With significant natural resources, the most-diversified economy in the region and a modernised infrastructure, Cameroon is the largest economy in the CEMAC region, and arguably the most-attractive country as a destination for investment. The government is keen to promote it as the hub for central Africa.
Dounia Ben Mohamed reports
In the 2016 rankings published by the American Frontier Strategy Group, Cameroon was considered to be the leading country in the Economic Community of Central African States (CEMAC) in terms of the resilience of its economy to external shocks. It stands out from its regional neighbours, still badly affected by economies that depend too heavily on oil revenues. While as an oil-producing country it has been hit by the tumbling price of oil on world markets, its economy has proven to be sufficiently resilient to weather the storm.

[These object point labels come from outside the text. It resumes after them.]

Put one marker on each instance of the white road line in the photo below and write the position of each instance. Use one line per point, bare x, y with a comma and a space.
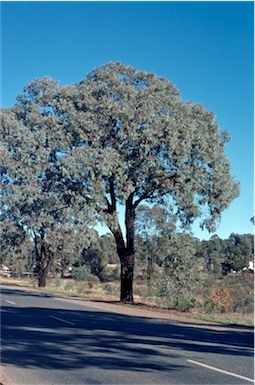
12, 303
62, 320
221, 371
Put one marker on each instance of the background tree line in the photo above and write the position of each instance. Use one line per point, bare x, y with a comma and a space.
78, 254
71, 154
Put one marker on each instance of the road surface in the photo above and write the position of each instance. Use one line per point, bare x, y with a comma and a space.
47, 340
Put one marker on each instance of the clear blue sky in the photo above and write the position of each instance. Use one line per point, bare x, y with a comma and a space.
205, 48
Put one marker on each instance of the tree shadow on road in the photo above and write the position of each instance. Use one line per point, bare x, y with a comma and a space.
49, 338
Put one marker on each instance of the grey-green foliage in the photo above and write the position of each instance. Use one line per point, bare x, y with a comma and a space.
119, 136
152, 226
181, 276
238, 251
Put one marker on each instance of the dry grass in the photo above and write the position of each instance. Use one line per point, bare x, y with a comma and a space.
109, 292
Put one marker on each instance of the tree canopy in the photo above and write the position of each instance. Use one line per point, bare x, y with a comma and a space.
119, 136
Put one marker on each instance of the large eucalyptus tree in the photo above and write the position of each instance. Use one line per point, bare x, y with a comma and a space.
125, 136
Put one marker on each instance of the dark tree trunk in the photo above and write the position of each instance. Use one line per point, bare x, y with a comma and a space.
126, 278
126, 253
44, 259
125, 250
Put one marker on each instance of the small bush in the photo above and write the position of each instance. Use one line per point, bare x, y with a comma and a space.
220, 299
80, 273
69, 286
229, 294
57, 282
111, 290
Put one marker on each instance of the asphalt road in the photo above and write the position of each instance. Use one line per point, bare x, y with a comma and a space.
47, 340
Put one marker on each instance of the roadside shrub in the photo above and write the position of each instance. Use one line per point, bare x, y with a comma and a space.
69, 286
173, 297
57, 282
111, 290
220, 299
230, 294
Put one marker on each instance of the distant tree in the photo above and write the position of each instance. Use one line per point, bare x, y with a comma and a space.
181, 276
212, 252
125, 136
152, 225
239, 251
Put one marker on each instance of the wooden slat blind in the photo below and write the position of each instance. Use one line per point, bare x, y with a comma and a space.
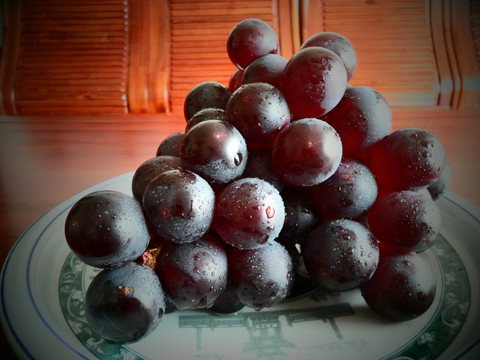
393, 43
73, 57
199, 32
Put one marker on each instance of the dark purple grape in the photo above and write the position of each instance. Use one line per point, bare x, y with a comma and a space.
180, 205
403, 286
408, 220
260, 165
208, 94
307, 152
407, 159
149, 170
348, 193
314, 81
441, 186
216, 150
337, 43
362, 118
340, 255
250, 39
259, 111
170, 145
206, 114
261, 277
249, 213
266, 69
236, 80
300, 215
227, 302
125, 304
106, 229
194, 274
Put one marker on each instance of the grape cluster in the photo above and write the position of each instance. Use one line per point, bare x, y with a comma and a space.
288, 167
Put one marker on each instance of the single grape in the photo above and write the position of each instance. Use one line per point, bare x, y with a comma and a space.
266, 69
409, 220
441, 186
348, 193
250, 39
403, 286
407, 159
106, 229
215, 150
125, 304
337, 43
236, 80
170, 145
260, 165
207, 94
340, 255
149, 170
361, 118
180, 205
301, 216
249, 213
206, 114
261, 277
314, 81
259, 111
194, 274
307, 152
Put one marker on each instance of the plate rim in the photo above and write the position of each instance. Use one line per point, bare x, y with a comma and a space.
21, 348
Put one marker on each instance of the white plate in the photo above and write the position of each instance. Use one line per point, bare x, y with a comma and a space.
42, 288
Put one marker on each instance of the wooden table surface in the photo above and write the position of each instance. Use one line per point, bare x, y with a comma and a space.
44, 160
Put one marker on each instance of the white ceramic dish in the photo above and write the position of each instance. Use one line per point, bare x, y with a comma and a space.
43, 284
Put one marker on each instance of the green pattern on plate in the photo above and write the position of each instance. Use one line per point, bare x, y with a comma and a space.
428, 344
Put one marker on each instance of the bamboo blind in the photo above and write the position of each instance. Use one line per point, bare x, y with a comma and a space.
199, 32
73, 57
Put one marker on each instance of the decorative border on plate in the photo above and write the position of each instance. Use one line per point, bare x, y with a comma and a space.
430, 343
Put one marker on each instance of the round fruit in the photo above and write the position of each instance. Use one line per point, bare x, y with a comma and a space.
250, 39
340, 255
261, 277
403, 286
106, 229
314, 81
180, 205
249, 213
307, 152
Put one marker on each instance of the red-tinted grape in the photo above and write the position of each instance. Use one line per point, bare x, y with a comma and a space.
340, 255
407, 159
208, 94
314, 81
216, 150
403, 286
250, 39
362, 118
194, 274
259, 111
337, 43
307, 152
348, 193
125, 304
180, 205
106, 229
149, 170
267, 69
409, 220
170, 145
261, 277
249, 213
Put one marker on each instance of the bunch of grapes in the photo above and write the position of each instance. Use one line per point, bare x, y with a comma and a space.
287, 168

This was emphasised by the managing director of the IMF, Christine Lagarde, during her first visit to Cameroon in January this year. Lagarde expressed
her satisfaction with the “very good results” achieved by the Cameroonian economy, thanks to its “good level of resilience
in the face of the double shock” represented by the fight against the Nigerian Islamic sect Boko Haram, active in the extreme north, and the decline in world oil prices. Oil revenues contribute 25% of the nation’s annual budget, an important percentage, but much lower than its neighbours Gabon or Nigeria.
The rationale behind the encouraging pronouncements by the IMF and other multilaterals has been a more diversified economy and one that has grown at almost 6% over the past two years. The country attained a growth rate of 5.6% in 2015 and it is expected to be 5.3% in 2016, given the current global economic climate.
Standard & Poor’s recently maintained its ‘B’ rating for Cameroon, based on an “average real GDP growth of 5.7% per annum for 2015–2018.
In anticipation of a global slowdown and in light of its plan to diversify its economic base, in December 2014 the government launched an emergency three-year plan. It included an injection of capital into the economy through major projects and it addressed structural issues. Its objectives are to address and improve agricultural value chains, develop energy supplies and stimulate the construction industry.
Despite the fall in the price of oil and a potential drop in oil production, it believes other sectors of the economy will help to maintain growth. Among these are capital expenditure on roads and ports, transport and agriculture, as well as an expected increase in gas output. This makes Cameroon one of the more appealing countries, not only in the region but across other frontier markets.
Cameroon was ranked in the top 10 most attractive African countries in terms of investment by Nielsen’s African Prospects Indicators (APi).
Ranked in sixth place on the continent, apart from macroeconomic considerations, the country owes its position to the numerous business opportunities it offers and the potential of its distribution network. Cameroon was considered a sophisticated and diversified market by Nielsen.
In particular, its consumer and retail segment was viewed
as particularly encouraging. In Nielsen’s survey of traders, the respondents were optimistic, seeing an upsurge in retail growth as well as improving conditions to do business.
The only potential downside
risk is inflation. Annualised retail sales in the Nielsen survey showed that value sales had grown in the country, but not unit sales, which reflects the impact of rising prices.
The law governing incentives for private investment in Cameroon, implemented in April 2013, has had the desired effect. Cameroon benefited from debt relief in 2006 as part of a major initiative on behalf of the most indebted poor countries and the Multilateral Debt Relief Initiative (HIPC).
It has been able to start
using funds in an ambitious socio-economic development programme with the objective of achieving full emergence in 2035.
The programme includes increased public spending and the exploitation of the country’s abundant resources (agriculture, oil and mining).
The modernisation of its infrastructure continues apace with phase 2 of the deepwater port in Kribi, the construction of three dams and the second bridge over the Wouri.
However, arguably what gives the most cause for optimism is the number of new businesses that are seeing the light of day in the country.
Cameroon occupies the number one slot in the world in the 2016 Global Entrepreneurship rankings for the creation of businesses. With a rate of company startups estimated at 37.4%, it outstrips Uganda, with a total of 35.5%, and Botswana with 32.8%.
According to figures produced by the Ministry for Small and Medium Sized Enterprises, Social Economy and Crafts (MINPMEESA), between 2010 and March 2015, 42,720 businesses were created in Cameroon – a trend that should be further boosted by ongoing measures being implemented to improve the business climate.
Nevertheless,the country still has some way to go in terms of creating an environment for these businesses to grow and to foster a dynamic private sector environment.
Cameroon was ranked in the top 10 most attractive African countries in terms of investment by the Nielsen African Prospects Indicators.